Devan menghela nafasnya. Tak menyangka jika menghadapi Alia akan sesulit ini.
"Apakah kau mengkhianati aku, Alia?" tanya Devan lagi.
"Apa? Aku tak salah dengar kau bertanya seperti itu padaku?" sanggah Alia.
"Jawab saja Alia. Jangan membuatku marah dengan ucapanmu yang bertele-tele."
"Kau bisa menanyakannya pada kakakmu," sahut Alia.
"Alia..." Devan mencoba meredam emosinya.
"Devan, aku mengenalnya tanpa sengaja. Dan aku tak pernah mengkhianati mu. Kurasa kau tahu bagaimana perasaanku kepadamu....dulu," sahut Alia jengah.
Gadis itu pun beranjak dari duduknya menuju pintu. Namun dengan cepat Devan mengejar Alia dan menahan pergelangan tangannya.

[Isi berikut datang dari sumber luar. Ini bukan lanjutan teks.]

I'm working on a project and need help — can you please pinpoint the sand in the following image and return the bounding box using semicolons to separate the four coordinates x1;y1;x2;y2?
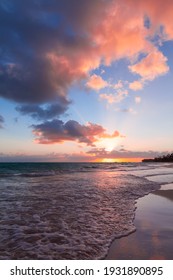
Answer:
106;184;173;260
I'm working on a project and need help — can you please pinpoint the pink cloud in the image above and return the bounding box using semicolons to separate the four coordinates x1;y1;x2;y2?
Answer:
100;90;128;104
33;119;122;146
135;96;141;104
86;74;108;90
129;80;144;91
129;50;169;80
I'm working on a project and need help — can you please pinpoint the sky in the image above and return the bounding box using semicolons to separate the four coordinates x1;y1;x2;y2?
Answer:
0;0;173;162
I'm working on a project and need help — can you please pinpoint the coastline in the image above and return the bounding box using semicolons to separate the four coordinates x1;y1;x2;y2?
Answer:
105;183;173;260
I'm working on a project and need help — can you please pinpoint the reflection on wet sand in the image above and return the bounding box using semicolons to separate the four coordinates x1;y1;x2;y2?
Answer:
106;188;173;260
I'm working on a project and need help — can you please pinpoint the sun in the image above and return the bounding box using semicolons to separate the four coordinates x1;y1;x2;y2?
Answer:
102;158;116;163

"Kau sangat mencintaiku Alia," ucap Devan.
"Apa?"
"Aku tahu kau sangat mencintai aku. Kau bersamanya hanya ingin membalas dendam kepadaku kan, Alia?" tanya Devan, suaranya nyaris serak, penuh desakan di dalamnya.
Alia pun terdiam sejenak, menatap Devan yang kini juga sedang menatapnya itu.
Bukan aku yang ingin membalas dendam Dev, tapi kakakmu sendiri. Mengapa aku yang jadi tersangkanya?
"Lepaskan aku!" sentak Alia seraya menghempaskan tangan Devan.
Alia menarik napas dalam, berusaha menenangkan gejolak di dadanya. Dengan langkah ragu, ia kembali hendak berjalan menuju pintu, berharap bisa segera menjauh dari ruangan itu dan...dari Devan. Namun, lagi-lagi Devan menahannya.
Kali ini, pria itu menarik tangan Alia dan mendekapnya.
Tubuh Alia tersentak, sejenak membeku dalam pelukan itu. Dadanya terasa sesak, detak jantungnya berdegup tak menentu. Kehangatan tubuh Devan yang begitu dekat justru membuatnya semakin bingung dengan semua rasa yang berkecamuk, perasaan marah, sedih, dan rindu yang tak pernah ia izinkan untuk tumbuh.
"Kali ini turuti aku. Tinggalkan Sam, Alia," tutur Devan.
"Lepaskan aku Dev, aku tak bisa meninggalkannya," sahut Alia.
Mendengar itu Devan pun merelai pelukannya.
"Aku telah memintamu dengan lembut, Alia. Aku meredam segala emosiku agar kau dapat mengerti maksudku. Sam tidak baik untukmu. Dia bengis Alia. Dia pria dingin, bahkan kutub utara pun tak lebih dingin darinya! Dia—"
"Dev, cukup!" potong Alia.
Ia jengah dengan pembahasan ini. Tanpa Devan menjelaskan semuanya, Alia telah mengetahuinya. Tapi sebanyak apapun Devan meminta Alia meninggalkan Sam, sebanyak itu juga ketidakmampuan membelenggunya.
Sam tak pernah mengurungnya di dalam jeruji besi, tapi belenggu yang mengikat Alia jauh lebih kuat. Sam telah membeli dirinya.
Ia bukan kekasih. Ia bukan istri. Ia bukan siapa-siapa.
Ia hanya tawanan.
Alia hanyalah seorang tawanan Sam Kawter, terperangkap dalam sesuatu yang tak bisa ia lawan, tak bisa ia hindari dan tak bisa ia selesaikan.